Ever wondered what the air quality is at the public spaces you visit? Perhaps you or someone you know got COVID-19, and you’re wondering which spaces are more likely to have been the sources of contamination? We don’t have precise answers, but we have been wondering about the same and carrying our Aranet4 with us around Riga, Latvia.

Wide variations in cafes, bars, and restaurants 
When it comes to eating out, a lot seems to depend on how packed the space is, the size of the premises, and the ventilation system. You know that cozy restaurant with dim lighting and candles on each table where people go with their loved ones? We went to one like that on a crowded Thursday night. As more people entered the premises, you could feel the place warming up and, unfortunately, the air getting stuffier by the minute. When it got noticeably uncomfortable, turned out the Aranet4 had gone up to 5493 ppm! Very different from this was the bar experience – the stylish industrial space had high ceilings, it wasn’t as packed, and the air quality stayed below 1000 ppm.  

Medical facilities 
The public medical facilities we went to didn’t seem to have a ventilation system in place. Only a few people were around on a workday evening (5 PM), but the CO2 level in this public hospital was 1096 ppm which is above the recommended level. When it comes to private medical facilities, the air quality was better – only a bit over 500 ppm. 

Public transport 
No surprises here.
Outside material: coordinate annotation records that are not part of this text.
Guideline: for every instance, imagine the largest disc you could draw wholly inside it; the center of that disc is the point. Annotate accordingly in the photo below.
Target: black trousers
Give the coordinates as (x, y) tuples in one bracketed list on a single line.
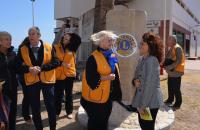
[(25, 101), (34, 98), (98, 114), (148, 125), (174, 85), (61, 86), (13, 110)]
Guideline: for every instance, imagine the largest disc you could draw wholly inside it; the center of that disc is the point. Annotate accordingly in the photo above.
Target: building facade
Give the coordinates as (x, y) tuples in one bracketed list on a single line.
[(165, 17)]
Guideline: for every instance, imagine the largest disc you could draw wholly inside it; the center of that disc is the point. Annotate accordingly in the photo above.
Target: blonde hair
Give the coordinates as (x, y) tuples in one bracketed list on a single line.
[(35, 28), (97, 37), (4, 34)]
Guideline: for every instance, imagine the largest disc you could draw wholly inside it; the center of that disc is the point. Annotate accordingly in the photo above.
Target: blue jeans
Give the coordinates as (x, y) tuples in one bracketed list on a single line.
[(34, 97)]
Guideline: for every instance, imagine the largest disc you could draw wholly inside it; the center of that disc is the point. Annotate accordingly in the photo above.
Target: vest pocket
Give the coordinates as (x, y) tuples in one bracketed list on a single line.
[(48, 76), (30, 78), (96, 95)]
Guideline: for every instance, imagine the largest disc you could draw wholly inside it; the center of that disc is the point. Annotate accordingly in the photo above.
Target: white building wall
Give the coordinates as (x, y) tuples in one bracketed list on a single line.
[(154, 8), (182, 18), (72, 8)]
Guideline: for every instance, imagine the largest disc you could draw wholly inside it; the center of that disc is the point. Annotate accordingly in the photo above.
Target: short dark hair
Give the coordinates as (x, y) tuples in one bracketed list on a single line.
[(155, 45), (35, 28)]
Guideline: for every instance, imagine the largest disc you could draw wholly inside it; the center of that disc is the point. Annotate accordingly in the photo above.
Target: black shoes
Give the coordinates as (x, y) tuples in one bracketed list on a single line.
[(173, 106)]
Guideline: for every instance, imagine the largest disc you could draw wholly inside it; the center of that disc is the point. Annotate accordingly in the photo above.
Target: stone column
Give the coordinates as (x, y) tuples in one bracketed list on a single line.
[(123, 20)]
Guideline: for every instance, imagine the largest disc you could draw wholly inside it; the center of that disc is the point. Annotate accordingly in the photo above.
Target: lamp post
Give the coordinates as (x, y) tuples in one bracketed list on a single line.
[(196, 45), (33, 10)]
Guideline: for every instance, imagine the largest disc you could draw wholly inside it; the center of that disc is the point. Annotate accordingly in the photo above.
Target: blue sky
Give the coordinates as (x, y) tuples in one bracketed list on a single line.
[(16, 18)]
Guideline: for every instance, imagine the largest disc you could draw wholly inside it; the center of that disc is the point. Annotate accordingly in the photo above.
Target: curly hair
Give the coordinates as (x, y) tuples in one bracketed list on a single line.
[(155, 45), (74, 43)]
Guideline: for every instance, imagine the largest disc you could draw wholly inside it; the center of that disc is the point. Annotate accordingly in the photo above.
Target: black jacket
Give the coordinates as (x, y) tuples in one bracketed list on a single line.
[(8, 72)]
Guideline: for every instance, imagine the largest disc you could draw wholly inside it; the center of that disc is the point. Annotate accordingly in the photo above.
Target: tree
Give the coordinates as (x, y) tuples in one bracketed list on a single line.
[(101, 8)]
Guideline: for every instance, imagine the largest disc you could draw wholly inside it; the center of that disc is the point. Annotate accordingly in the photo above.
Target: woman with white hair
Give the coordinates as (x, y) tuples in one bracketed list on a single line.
[(100, 84)]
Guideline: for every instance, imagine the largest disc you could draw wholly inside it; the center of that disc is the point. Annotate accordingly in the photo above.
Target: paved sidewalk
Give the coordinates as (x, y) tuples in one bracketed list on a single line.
[(190, 91)]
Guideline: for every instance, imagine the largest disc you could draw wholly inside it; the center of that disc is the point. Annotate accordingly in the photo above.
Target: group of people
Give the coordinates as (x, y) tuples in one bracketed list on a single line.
[(40, 66)]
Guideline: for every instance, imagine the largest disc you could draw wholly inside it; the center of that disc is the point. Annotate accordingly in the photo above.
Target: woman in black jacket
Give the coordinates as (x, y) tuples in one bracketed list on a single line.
[(8, 74)]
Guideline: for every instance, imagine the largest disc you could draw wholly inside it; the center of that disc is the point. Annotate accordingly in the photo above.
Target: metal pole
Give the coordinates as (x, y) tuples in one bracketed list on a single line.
[(196, 47), (33, 11), (164, 27)]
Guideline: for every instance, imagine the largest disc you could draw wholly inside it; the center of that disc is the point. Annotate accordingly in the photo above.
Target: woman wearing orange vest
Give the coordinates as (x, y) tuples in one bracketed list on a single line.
[(100, 83), (37, 60), (175, 71), (66, 72)]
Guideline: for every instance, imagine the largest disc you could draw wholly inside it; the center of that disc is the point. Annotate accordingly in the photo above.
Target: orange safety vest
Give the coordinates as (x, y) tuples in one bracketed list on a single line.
[(180, 67), (101, 93), (69, 58), (47, 77)]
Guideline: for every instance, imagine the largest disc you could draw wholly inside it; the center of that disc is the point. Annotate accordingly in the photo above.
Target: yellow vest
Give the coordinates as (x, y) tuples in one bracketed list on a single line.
[(101, 93), (180, 67), (69, 58), (47, 77)]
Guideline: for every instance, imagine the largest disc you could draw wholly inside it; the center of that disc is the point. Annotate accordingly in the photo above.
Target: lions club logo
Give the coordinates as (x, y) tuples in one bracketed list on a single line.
[(125, 45)]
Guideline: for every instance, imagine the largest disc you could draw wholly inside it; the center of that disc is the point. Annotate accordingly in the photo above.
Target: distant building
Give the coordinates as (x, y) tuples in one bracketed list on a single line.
[(182, 19)]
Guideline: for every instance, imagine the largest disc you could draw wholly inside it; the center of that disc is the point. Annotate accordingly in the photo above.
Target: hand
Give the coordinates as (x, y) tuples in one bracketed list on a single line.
[(2, 126), (63, 26), (35, 70), (66, 65), (137, 83), (109, 77), (142, 111)]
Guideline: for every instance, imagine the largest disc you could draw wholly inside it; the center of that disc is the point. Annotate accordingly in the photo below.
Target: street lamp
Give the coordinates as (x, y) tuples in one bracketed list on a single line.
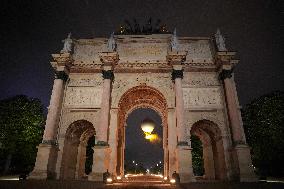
[(135, 167), (147, 127)]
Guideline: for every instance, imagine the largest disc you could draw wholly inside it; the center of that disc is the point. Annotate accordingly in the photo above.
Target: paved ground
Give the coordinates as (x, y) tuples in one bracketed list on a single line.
[(144, 182)]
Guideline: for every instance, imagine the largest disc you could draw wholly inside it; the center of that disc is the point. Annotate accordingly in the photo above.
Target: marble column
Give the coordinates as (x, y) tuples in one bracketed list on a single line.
[(241, 154), (50, 131), (47, 151), (233, 107), (105, 107), (113, 143), (177, 76)]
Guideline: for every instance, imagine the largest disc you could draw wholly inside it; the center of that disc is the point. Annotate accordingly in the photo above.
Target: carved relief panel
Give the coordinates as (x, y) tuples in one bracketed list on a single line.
[(195, 98)]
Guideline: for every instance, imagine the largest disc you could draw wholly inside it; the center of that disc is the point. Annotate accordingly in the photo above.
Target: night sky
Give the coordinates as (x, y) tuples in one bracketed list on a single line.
[(31, 30)]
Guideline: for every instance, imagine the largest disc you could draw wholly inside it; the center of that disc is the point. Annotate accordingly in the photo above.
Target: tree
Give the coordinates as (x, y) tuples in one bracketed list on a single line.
[(21, 128), (264, 127)]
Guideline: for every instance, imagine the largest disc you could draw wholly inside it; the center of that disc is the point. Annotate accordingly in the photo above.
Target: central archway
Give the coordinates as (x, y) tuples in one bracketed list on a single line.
[(141, 96)]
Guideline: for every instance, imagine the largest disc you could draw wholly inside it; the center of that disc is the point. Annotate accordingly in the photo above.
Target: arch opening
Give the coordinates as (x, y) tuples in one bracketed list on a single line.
[(141, 154), (140, 97), (77, 152), (209, 161)]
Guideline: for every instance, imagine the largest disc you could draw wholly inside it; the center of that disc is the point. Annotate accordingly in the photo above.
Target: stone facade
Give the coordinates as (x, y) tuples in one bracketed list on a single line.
[(192, 89)]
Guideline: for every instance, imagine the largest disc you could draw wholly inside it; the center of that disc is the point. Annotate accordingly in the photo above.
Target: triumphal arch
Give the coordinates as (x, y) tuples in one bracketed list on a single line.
[(188, 81)]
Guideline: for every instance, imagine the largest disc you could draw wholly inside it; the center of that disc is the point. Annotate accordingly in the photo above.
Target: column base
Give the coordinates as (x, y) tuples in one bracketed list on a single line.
[(45, 162), (101, 159), (246, 172), (185, 170)]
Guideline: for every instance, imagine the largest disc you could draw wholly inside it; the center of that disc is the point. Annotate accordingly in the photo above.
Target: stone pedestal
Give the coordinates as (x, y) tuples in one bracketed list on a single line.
[(246, 172), (101, 160), (185, 164), (45, 162)]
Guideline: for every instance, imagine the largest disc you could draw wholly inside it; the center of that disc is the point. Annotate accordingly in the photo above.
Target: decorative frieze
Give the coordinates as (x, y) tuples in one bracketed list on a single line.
[(196, 98), (200, 79), (83, 97), (177, 74), (108, 74), (85, 82), (61, 75), (224, 74)]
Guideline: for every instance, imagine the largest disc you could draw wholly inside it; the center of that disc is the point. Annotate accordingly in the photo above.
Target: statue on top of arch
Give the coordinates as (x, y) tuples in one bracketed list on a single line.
[(111, 44), (220, 41), (67, 47)]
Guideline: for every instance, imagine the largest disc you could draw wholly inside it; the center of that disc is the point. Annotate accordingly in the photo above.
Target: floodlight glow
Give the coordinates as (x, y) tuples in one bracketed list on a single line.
[(173, 181), (147, 126), (109, 180)]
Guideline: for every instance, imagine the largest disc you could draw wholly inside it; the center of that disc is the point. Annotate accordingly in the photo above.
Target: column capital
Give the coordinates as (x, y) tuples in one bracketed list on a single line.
[(61, 61), (61, 75), (176, 57), (50, 142), (224, 74), (108, 74), (109, 58), (177, 74), (226, 58)]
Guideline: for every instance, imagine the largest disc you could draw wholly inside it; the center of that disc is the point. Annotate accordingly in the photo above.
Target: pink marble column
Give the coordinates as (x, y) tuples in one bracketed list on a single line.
[(54, 108), (177, 77), (105, 107), (233, 107)]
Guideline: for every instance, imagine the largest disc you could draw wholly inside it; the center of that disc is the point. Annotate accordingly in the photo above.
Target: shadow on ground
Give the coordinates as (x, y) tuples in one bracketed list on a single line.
[(41, 184)]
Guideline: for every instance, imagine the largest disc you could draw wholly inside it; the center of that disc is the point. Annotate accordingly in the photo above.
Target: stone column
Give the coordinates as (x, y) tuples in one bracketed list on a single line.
[(233, 107), (50, 131), (81, 160), (172, 142), (182, 149), (113, 141), (241, 154), (101, 157), (177, 76), (105, 105), (47, 151)]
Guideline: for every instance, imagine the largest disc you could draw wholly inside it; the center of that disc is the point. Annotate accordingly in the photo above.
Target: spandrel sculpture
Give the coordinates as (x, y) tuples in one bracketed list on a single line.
[(111, 44), (220, 41), (174, 41), (67, 47)]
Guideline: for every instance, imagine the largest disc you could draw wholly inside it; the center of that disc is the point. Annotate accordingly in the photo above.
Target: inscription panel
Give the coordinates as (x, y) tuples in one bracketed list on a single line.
[(195, 98), (142, 52), (200, 79), (197, 51), (83, 97)]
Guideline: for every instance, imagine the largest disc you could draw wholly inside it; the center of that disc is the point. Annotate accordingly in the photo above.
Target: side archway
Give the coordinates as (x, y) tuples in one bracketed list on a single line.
[(74, 152), (213, 151)]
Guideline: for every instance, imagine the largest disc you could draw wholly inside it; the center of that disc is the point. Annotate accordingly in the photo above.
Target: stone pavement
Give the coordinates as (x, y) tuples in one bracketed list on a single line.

We did not expect good results on public transport, and we did not get them. The CO2 rose to about 2500 ppm on a mildly full train. What’s interesting is that there are signs on windows not to close them during the ventilation, but all the windows mostly stay closed. With the cold season here, not many seem to care about fresh air more than the temperature in the train cars.* 

The situation was a little better on a fully packed bus where the CO2 level reached 1506 ppm. Considering the amount of people occupying the vehicle, the ventilation seemed better than in the train ride.  

Whereas the almost empty tram car provided air almost as fresh as the outside. This ride was taken quite late in the evening at 9 PM, when the traffic is light and the ride from one stop to the next takes very little time. With all the doors automatically opening every few minutes and not many people around, the air exchange was superb. 


*A few days after the train ride, our colleague started feeling ill and took a COVID-19 test which turned out to be positive. Although we can’t say with certainty that the train ride was where she caught the virus, it was the only public space visited at that time period. Taking in mind how the air quality was poor and the distance between people quite small, our colleague suspects this might be the source of infection.  
 
Amusement Park 
A positive surprise on a Wednesday evening birthday party celebrations at a large amusement park. With the CO2 levels staying mostly around 500 ppm and never exceeding the 852 ppm reading visible below. Easy to have a good time when the air is fresh and breezy! 

 

Gym 
The air quality seemed good enough while exercising in the stretching area of an empty gym. The CO2 level of 852 with only one person occupying the space for mild exercising left us wondering about what the air quality in the space might be like when there’s more people around. If there were no added ventilation in those circumstances, the air quality might quickly deteriorate quite a lot. 

As we expected, the air quality varies greatly in different places. Depending on the ventilation system (or the lack of it), occupancy, the size of the space, and other factors, the CO2 readings varied from good to shockingly high. Measuring the air quality allowed us to make decisions to act accordingly when possible.